Nous avons annoncé la Promenade
littéraire dans le cadre de la Journée
européenne du patrimoine, le dimanche 18 septembre,
et pu prendre de nouveaux
contacts. Nous en avons déjà parlé et nous y reviendrons.
d) La veille, samedi, au réfectoire de
l’église des Dominicains, a été présenté
solennellement l’ouvrage, commandité
par la municipalité, Guebwiller, une
histoire
(Médiapop éditions).

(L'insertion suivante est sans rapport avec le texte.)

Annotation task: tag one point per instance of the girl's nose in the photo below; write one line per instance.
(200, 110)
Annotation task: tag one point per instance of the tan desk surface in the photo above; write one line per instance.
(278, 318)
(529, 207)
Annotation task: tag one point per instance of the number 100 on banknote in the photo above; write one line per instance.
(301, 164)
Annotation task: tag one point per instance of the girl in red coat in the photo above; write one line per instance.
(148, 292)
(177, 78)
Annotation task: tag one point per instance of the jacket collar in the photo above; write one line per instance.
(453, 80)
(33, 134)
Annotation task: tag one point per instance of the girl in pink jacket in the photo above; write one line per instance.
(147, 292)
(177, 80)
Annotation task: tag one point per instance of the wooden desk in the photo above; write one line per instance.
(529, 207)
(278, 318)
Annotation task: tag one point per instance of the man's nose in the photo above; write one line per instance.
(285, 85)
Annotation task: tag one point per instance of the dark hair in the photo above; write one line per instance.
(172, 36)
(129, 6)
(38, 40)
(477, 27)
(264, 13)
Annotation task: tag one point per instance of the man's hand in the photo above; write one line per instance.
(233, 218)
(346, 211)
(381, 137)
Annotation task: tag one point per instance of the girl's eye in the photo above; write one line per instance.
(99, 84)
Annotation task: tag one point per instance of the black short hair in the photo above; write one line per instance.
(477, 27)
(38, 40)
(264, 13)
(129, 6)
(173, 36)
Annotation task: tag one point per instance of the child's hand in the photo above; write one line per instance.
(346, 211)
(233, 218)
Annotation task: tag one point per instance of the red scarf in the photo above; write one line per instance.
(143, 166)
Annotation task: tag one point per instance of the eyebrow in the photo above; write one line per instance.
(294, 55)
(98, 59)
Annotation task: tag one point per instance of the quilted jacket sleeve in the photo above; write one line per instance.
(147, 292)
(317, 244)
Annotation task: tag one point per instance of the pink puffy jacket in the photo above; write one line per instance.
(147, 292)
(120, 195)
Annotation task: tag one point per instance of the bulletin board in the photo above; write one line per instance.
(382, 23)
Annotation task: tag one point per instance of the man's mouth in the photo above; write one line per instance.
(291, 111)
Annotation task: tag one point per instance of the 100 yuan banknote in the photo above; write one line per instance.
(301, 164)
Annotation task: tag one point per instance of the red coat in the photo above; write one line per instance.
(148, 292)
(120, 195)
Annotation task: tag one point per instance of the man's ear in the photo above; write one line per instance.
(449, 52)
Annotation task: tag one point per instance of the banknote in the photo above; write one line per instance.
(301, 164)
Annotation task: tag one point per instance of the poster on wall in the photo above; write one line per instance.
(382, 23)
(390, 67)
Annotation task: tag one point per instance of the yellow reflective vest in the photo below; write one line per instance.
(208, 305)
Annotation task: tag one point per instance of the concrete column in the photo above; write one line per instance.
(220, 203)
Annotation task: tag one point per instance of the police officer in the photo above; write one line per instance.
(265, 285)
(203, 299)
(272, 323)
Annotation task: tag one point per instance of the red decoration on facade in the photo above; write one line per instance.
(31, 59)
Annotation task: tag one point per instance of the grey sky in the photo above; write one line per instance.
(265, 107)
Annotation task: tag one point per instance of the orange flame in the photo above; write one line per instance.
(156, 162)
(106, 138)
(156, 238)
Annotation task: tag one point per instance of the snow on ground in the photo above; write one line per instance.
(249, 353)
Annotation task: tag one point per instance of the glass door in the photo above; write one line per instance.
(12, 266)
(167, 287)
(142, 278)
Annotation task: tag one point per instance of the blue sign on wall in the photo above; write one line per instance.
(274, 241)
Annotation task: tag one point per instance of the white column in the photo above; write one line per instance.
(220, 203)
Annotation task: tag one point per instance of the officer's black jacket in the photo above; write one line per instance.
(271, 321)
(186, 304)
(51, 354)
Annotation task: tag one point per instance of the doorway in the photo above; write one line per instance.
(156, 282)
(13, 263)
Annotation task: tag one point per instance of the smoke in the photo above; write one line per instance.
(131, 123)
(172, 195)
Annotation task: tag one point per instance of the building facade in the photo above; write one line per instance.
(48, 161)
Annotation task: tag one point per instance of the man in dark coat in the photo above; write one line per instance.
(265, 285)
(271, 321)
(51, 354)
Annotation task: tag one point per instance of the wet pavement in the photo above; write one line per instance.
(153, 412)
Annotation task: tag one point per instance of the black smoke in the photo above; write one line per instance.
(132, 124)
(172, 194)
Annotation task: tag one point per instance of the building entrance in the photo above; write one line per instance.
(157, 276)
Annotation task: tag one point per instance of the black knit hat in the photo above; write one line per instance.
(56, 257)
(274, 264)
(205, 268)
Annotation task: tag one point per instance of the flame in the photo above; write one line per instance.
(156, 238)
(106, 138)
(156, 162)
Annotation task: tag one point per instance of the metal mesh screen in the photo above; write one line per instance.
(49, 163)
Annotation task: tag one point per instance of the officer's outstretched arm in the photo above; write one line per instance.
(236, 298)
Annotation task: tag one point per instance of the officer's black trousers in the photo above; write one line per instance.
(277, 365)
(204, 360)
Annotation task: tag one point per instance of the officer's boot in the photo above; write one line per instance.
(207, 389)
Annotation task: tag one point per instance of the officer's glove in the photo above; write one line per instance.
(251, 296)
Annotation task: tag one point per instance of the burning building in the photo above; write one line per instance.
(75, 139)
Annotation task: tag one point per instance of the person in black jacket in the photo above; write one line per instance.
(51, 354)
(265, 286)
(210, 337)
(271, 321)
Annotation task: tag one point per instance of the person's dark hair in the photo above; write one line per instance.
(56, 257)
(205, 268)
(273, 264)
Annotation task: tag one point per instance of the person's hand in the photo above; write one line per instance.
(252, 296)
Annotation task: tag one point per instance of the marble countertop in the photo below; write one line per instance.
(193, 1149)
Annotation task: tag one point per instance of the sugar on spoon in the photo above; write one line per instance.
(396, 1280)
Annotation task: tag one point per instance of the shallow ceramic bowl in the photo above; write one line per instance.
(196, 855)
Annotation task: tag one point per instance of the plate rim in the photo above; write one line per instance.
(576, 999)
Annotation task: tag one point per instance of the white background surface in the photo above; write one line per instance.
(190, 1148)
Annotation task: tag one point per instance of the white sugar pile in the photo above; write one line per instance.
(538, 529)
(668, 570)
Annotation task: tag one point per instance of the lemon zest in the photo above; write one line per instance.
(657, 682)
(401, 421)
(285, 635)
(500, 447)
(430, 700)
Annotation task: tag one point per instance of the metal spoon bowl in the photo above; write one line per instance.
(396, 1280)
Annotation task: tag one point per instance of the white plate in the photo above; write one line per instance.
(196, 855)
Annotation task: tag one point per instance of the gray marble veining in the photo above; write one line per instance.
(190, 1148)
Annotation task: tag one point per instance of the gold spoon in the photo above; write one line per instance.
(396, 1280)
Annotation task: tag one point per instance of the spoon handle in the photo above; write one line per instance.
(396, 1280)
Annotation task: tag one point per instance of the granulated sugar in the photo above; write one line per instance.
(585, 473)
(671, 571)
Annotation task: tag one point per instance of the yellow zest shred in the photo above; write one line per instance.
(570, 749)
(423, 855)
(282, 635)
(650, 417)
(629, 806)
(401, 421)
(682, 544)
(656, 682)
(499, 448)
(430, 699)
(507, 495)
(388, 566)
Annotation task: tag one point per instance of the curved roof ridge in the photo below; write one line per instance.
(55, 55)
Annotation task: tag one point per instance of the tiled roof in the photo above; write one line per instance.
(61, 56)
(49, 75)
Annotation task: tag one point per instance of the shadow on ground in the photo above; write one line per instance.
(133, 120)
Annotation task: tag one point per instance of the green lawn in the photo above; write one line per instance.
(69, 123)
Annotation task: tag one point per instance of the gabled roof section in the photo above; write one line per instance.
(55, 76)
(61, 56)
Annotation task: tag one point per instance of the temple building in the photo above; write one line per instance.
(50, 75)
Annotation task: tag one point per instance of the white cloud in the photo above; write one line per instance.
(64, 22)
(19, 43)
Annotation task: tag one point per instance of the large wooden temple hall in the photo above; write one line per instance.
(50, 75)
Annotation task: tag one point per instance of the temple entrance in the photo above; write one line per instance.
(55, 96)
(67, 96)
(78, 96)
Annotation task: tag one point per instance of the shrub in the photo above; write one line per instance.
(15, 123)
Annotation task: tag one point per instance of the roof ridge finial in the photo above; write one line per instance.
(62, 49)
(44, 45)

Un album soigneusement documenté et délicatement
illustré et mis en pages.
Le patrimoine littéraire de la ville ne manque pas
dans le récit de cette histoire.
De l’abbé Charles Braun à… Emile Storck. Deux
poèmes figurent en pleine page, avec la traduction. Kleine Stadt (Petite ville), p. 105, d’Ernst Stadler (1883-1914),
poète strasbourgeois-européen, un des fondateurs de la nouvelle poésie
allemande expressionniste avec son œuvre majeure, Der Aufbruch (janvier 1914). Il s’était rendu plusieurs fois à
Guebwiller et y avait découvert une « petite ville » à la fois
industrielle, ouvrière, et viticole. Son frère, Herbert, y fut Kreisdirektor
(sous-préfet) de 1913 à 1917.
Le deuxième poème de « paysage urbain »
retenu, p. 133, est Schnee am Owe
(Neige le soir) d’Emile Storck, extrait de Lieder
vu Sunne un Schatte. Es
schnèit. / In fine Fàde un Stràhne / kèit / der Schnee iw’rem schwarze Trottoir
àne. Ici
il nous faut bien signaler une malheureuse coquille dans la 2e strophe. Il ne
faut pas lire In Schnee, mais Im Schnee / sim Risle gsiht mer d’Latàrne /
steh… Et, quitte à paraître insupportablement pointilleux, nous regrettons
que l’intervalle entre les strophes n’ait pas été assez marqué. Autrement, tout
est parfait et intéressant, dans ce très beau livre !
Editorial 18 (12 septembre 2022)
Les journées européennes du patrimoine (les 17 et18 septembre) nous ont donné l’occasion de proposer une promenade littéraire guidée dans les rues de Guebwiller.
Sur les pas des auteurs qui sont nés dans cette ville et y ont vécu un certain temps, à une époque où l’Alsace changea plusieurs fois de nationalité par la force de l’histoire.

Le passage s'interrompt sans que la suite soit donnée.